Collectively, the results present a bleak outlook on humanity’s advancements in achieving the temperature goals outlined in the Paris climate accord. Despite efforts from world leaders, keeping global warming under 1.5 degrees Celsius is becoming increasingly challenging, according to specialists.
Additionally, the analysis by Climate Central revealed that nearly every area of the world will experience impacts.
Researchers studied temperature data from 175 countries to understand current conditions on Earth. Their analysis revealed that 170 countries had higher-than-average temperatures throughout the course of the year, with only Iceland and Lesotho experiencing cooler-than-average temperatures.
The scientists utilized attribution science, a unique method of analysis, to examine the impact of human-induced climate change on global temperatures. This analysis utilized computer models to simulate the world with and without global warming, providing insight into the role of climate change in specific heat events.
According to their findings, Jamaica’s temperatures were greatly impacted by climate change in the past year. The prevalence of heat there was approximately 4.5 times higher as a result of global warming. Similarly, Guatemala and Rwanda experienced at least a four-fold increase in temperatures due to climate change.
The study revealed that approximately 7.3 billion individuals all over the world, which accounts for 90% of the world’s population, have encountered at least 10 days with temperatures that were increased by global warming at least three times.
The study found that numerous areas across the globe had prolonged periods of high temperatures. Approximately 2.1 billion individuals worldwide encountered a minimum of five successive days of extreme heat, which is equivalent to temperatures that are uncommon in that specific location.

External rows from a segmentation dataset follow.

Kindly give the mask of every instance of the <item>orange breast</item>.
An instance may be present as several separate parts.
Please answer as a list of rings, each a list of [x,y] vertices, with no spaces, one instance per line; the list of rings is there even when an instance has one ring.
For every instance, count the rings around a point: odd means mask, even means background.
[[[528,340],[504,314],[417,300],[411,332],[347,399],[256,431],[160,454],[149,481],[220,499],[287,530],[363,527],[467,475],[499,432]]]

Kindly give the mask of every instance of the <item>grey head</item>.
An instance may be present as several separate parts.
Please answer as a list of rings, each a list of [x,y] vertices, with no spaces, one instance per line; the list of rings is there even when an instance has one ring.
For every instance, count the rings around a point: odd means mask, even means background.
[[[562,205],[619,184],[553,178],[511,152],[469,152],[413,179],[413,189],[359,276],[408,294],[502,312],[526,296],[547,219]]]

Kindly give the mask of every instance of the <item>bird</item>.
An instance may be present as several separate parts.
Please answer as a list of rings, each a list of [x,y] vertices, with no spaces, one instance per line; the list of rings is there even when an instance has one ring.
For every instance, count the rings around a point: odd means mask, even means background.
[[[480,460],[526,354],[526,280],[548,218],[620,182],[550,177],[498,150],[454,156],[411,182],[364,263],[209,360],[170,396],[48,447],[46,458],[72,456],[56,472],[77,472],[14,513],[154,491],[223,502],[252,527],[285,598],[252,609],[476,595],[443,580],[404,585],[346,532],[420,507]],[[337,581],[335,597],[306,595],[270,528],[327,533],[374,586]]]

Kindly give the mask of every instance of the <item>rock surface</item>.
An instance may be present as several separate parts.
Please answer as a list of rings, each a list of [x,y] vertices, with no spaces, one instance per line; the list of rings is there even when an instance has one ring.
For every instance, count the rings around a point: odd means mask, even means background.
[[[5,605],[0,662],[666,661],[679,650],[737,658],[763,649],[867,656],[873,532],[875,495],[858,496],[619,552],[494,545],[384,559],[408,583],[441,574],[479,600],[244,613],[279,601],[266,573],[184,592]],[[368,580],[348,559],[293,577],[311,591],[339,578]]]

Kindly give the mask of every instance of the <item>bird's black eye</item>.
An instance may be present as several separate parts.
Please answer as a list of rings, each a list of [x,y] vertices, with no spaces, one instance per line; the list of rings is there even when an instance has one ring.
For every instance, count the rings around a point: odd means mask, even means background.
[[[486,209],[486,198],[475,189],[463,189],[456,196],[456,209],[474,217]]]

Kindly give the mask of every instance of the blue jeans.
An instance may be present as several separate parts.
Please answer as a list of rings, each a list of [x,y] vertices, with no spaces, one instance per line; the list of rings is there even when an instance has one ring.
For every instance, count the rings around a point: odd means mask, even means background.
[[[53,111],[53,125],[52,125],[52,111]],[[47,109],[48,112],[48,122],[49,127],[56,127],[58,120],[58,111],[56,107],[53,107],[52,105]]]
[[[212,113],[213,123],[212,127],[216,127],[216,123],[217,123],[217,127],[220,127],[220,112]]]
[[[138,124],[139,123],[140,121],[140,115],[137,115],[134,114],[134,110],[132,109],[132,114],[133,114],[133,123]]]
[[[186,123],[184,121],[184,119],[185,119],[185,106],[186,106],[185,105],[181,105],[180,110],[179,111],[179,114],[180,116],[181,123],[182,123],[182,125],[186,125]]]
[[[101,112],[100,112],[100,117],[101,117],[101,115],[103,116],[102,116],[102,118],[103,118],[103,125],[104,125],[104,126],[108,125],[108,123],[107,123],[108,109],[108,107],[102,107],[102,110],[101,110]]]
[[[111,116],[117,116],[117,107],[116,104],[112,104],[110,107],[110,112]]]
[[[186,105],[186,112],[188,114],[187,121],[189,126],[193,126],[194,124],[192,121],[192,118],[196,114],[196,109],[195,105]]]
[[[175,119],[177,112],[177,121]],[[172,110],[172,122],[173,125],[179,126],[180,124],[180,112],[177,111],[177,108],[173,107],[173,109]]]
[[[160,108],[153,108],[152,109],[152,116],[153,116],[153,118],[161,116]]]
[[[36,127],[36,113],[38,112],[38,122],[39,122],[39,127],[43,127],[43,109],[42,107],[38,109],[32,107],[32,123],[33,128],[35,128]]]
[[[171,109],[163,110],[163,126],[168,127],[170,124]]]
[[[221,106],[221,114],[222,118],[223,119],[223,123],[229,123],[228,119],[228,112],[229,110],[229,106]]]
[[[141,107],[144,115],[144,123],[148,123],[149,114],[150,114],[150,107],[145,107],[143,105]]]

The scientists studied periods of extreme heat in 700 major cities globally. Out of these, 156 cities, including 12 in the US, mostly in the South and Southwest, had streaks of five or more days. Houston had the longest streak, lasting 22 days.
Although concerning, these patterns will most likely be surpassed in the future years and decades.
According to the Copernicus Climate Change Service, it has been determined that 2023 will most likely be the warmest year on record. There is uncertainty regarding whether it will surpass the 12-month temperature range identified in the Climate Central analysis, but it is expected to be the warmest period ever recorded between January and December.
The current record is jointly held by 2020 and 2016, as previous analyses indicate that they were equally the warmest years on record.
This report was initially published in E&E News’ Climatewire.